We have a PoC that has been successfully running in the .Net environment with a SQL Server back-end. The system manages several websites with their own respective configuration data sets, all currently managed under one tenant. The respective configuration settings are read by a data spider that aggregates filtered RSS Data into a data mart.
In the Windows/.Net world, we have built a Windows service that reads the configs, crawls sources and places the data into a SQL Server. Displaying the data is done through a website that returns free-text and pre-defined, link-based searches.
Seeing the benefits of ElasticSearch I am now looking on how to build a similar system under the ES umbrella and looking for some guidance on this, with this ultimate goal of using ElasitcSearch for Hadoop on the data.
As I am new to this forum, please let me know if I should distribute the following questions into multiple topics:
In my research I have found that some people will still use SQL Server (or another database) for their configuration parameters, user accounts, tenant management, etc., then use ES as the data-store.

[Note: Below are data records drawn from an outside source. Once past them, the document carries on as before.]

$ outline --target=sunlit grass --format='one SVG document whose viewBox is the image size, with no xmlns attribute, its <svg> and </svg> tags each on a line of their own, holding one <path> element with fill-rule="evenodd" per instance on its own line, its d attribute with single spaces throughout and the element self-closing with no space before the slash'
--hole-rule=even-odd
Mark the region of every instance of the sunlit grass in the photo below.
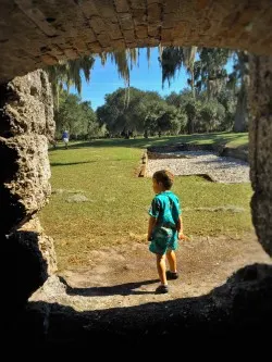
<svg viewBox="0 0 272 362">
<path fill-rule="evenodd" d="M 177 141 L 176 137 L 173 139 Z M 225 134 L 225 139 L 232 140 L 230 134 Z M 133 141 L 138 145 L 134 147 Z M 149 140 L 157 141 L 162 139 Z M 69 150 L 50 151 L 54 194 L 40 219 L 47 234 L 55 240 L 61 269 L 88 263 L 88 252 L 94 249 L 145 241 L 147 211 L 153 194 L 149 178 L 135 176 L 144 142 L 144 139 L 97 140 L 88 146 L 77 142 Z M 175 178 L 173 191 L 186 210 L 183 216 L 188 235 L 239 235 L 251 229 L 249 184 L 223 185 L 186 176 Z M 88 201 L 69 202 L 73 195 L 84 195 Z M 244 211 L 195 210 L 227 205 Z"/>
</svg>

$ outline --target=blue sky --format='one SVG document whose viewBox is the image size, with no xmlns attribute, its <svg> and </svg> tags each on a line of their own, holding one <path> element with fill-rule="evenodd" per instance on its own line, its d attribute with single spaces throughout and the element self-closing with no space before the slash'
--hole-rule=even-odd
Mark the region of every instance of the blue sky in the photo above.
<svg viewBox="0 0 272 362">
<path fill-rule="evenodd" d="M 161 67 L 158 61 L 158 48 L 151 49 L 150 65 L 148 67 L 146 49 L 140 49 L 139 66 L 135 65 L 131 71 L 131 86 L 141 90 L 156 90 L 160 95 L 165 96 L 171 91 L 180 92 L 187 87 L 188 75 L 184 68 L 172 82 L 169 87 L 164 83 L 164 88 L 161 85 Z M 232 61 L 227 63 L 227 71 L 232 71 Z M 100 59 L 97 58 L 95 66 L 91 71 L 90 82 L 87 84 L 83 79 L 82 99 L 91 102 L 94 110 L 104 103 L 104 95 L 111 93 L 120 87 L 124 87 L 124 80 L 119 77 L 116 65 L 109 59 L 104 65 L 101 65 Z M 75 90 L 71 88 L 71 91 Z"/>
</svg>

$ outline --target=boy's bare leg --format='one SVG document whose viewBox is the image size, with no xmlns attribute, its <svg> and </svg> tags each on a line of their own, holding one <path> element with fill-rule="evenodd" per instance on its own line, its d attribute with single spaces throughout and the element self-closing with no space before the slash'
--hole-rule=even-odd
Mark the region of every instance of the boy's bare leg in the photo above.
<svg viewBox="0 0 272 362">
<path fill-rule="evenodd" d="M 165 254 L 157 254 L 157 270 L 162 285 L 168 285 Z"/>
<path fill-rule="evenodd" d="M 169 250 L 166 252 L 170 272 L 176 273 L 176 257 L 174 250 Z"/>
</svg>

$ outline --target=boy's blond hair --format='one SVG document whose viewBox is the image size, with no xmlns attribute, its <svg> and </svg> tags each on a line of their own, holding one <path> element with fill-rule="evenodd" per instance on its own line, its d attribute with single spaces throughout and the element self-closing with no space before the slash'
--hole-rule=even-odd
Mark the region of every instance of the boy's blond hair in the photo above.
<svg viewBox="0 0 272 362">
<path fill-rule="evenodd" d="M 166 190 L 170 190 L 174 183 L 174 175 L 168 170 L 157 171 L 152 178 L 159 184 L 162 183 Z"/>
</svg>

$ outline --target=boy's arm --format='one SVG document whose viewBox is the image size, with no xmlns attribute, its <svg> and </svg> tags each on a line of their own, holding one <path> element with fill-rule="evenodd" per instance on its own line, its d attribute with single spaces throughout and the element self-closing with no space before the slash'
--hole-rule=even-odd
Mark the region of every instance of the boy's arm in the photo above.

If we are using ES, I would prefer to stick to one database. However, as I am new to this, I would appreciate the advice of those with experience.
The new platform will be a multi-tenant platform, with a tenant being able to create multiple connected or disconnected data-sets. In relation to indices, would each tenant get their own index, or should each data-set be in its own index?
Our crawling service would read configuration parameters and perform scheduled crawls, consuming RSS data and depositing it into the SQL Server database. As the initial architecture was in .Net, I have considered modifying the current service to use one of the ElasticSearch's .Net clients to populate the ES database. However in doing more research, it appears that Nutch is the standard for crawlers and getting data into ES.
The issue with crawling is that your IP address can get blocked, and I am curious to know how large-scale crawlers get around this. Suggestions?
Accessing Data / Visualization
At a high-level, I was wondering if it was possible to expose Kibana to various tenants, thereby giving them access to only their own data, in both real-time and historical. Is this possible?
If we implement ES with a .Net wrapper, we can maintain our entire ES cluster in a secured IP environment on our VPC with API access only from our specific web servers.
I realize that Shield offers some additional security/role-based benefits. However is this necessary from the get-go?
I appreciate any assistance/discussions that follow.